Entre os animais, o mimetismo tem a finalidade de ocultar sua presença aos predadores, porque a mudança de cor e configuração, os confunde com o meio em que vivem e cria uma ilusão de ótica.
Os humanos também usam desse recurso, consciente ou inconscientemente, e para atingir várias finalidades. O mais notório exemplo é o dos soldados que usam roupas que os mimetizam com árvores ou rochas, “sumindo” da visão dos inimigos.
No teatro negro ou teatro de Praga, os atores vestem-se totalmente de negro e o palco é todo forrado da mesma cor. Desse modo os atores se movimentam, manipulam os objetos de cena, e não são vistos pelo público, num mimetismo tão espetacular quanto o das borboletas e do camaleão.

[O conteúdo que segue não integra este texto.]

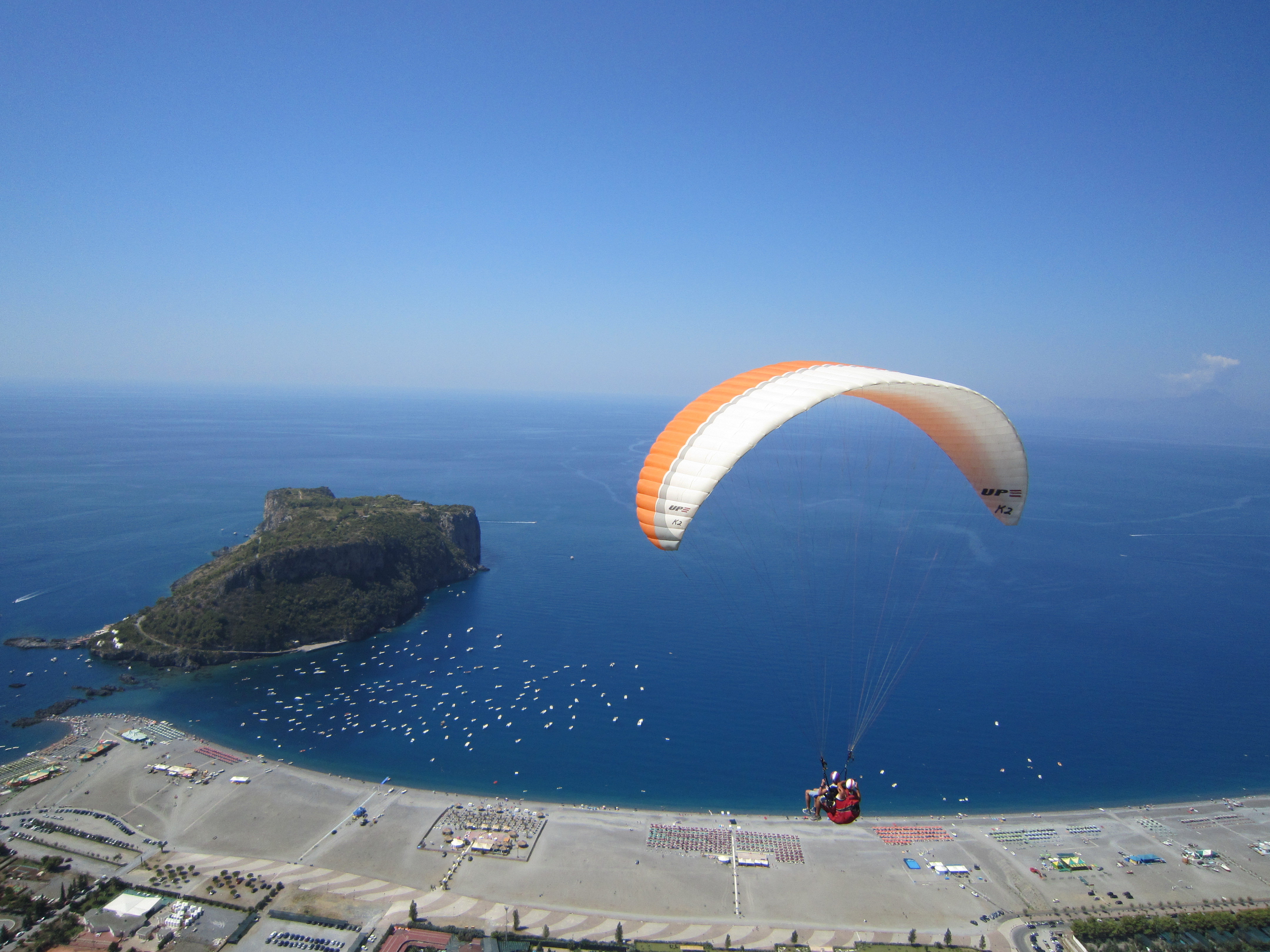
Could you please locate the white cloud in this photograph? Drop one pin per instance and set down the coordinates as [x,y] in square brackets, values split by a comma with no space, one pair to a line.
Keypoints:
[1204,375]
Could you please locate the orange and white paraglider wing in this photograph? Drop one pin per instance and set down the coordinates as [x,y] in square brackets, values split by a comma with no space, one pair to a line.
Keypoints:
[707,438]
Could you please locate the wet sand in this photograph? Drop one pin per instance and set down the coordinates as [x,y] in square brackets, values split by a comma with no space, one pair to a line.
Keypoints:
[594,869]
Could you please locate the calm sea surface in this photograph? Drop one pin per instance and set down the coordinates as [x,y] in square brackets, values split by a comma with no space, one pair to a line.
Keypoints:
[1109,651]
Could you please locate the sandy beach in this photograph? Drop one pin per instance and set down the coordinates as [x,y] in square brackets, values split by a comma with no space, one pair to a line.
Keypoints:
[590,869]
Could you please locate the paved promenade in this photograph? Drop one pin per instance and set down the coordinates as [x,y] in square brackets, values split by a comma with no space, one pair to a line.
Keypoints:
[658,874]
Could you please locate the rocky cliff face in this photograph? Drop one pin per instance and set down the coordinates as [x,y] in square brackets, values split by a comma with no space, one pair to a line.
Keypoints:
[317,569]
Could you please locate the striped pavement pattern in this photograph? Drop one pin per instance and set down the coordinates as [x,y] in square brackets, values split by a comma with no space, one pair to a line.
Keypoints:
[440,906]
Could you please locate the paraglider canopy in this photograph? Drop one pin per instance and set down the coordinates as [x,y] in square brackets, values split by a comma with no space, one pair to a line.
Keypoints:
[839,542]
[707,438]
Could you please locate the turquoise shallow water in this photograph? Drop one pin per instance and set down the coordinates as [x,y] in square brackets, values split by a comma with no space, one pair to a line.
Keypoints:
[1119,631]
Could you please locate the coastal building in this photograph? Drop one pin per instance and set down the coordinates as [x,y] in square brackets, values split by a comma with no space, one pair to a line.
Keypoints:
[403,940]
[98,751]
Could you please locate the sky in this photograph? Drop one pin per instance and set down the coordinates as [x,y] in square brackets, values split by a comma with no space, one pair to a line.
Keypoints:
[1039,201]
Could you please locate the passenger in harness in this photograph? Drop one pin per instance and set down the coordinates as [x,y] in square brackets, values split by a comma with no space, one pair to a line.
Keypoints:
[845,805]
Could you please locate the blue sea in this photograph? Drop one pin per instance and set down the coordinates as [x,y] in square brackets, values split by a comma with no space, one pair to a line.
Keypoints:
[1109,651]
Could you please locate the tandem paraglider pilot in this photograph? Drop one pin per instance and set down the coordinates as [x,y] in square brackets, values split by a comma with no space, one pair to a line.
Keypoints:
[841,802]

Ampliando um pouco o conceito, observa-se que alguns filhos adotivos vão se tornando tão parecidos com os pais ou irmãos, que fica oculta sua situação familiar, para quem não a conheça. Nesse caso, a razão do mimetismo é a gratidão, o medo de perder a família atual, e o amor que desenvolveu nesse lar.
Adolescentes costumam se identificar entre si e com seus ídolos. Usam as mesmas roupas e adornos e cortam os cabelos de forma igual ao artista ou esportista que idolatram. Nesse caso, o mimetismo visa o assemelhamento, para sentirem-se valorizados e membros de um grupo de afins.
Um outro tipo de mimetização é a psicológica,
quando nos identificamos com pessoas que nos são significativas, e vamos copiando sua conduta, idéias e peculiaridades. Nesse caso, não queremos nos ocultar, como os guerreiros, mas acabamos ocultando nossa personalidade e assumindo a de quem elegemos como líder, ideal e, porque não dizer, senhor(a) de nossa vida.
Uma identificação desse tipo, não nasce do reconhecimento grato, como nos filhos adotados, mas de uma paixão ou sentimento exacerbado. Pode também vir da inveja e da projeção de ideais, que vê no outro, na ilusão de que sendo igual será feliz.
Alem da desilusão que trará, essa identificação com outra pessoa, sobretudo se for próxima ou amada, determina que se copie suas idéias e características, o que pode trazer algum aprendizado, mas acima de tudo, trás dificuldades futuras, na medida em que deixamos de ser nós mesmos, para “ser” igual ao outro. É que esse desencontro consigo, provoca desarmonia espiritual e física, cria insatisfações e obstrui o autoconhecimento.
Os procedimentos miméticos psicológicos, esbarram com a informação espírita de que somos indivíduos, individualizados desde a origem, cuja história espiritual pode ser semelhante, mas jamais será idêntica.
E aí está a grande beleza da vida, na qual cada um tem suas características, totalmente próprias, todos compondo um harmonioso jardim multicolorido.
Querer ser igual a outro é desvalorizar-se e portanto, desvalorizar a obra de Deus.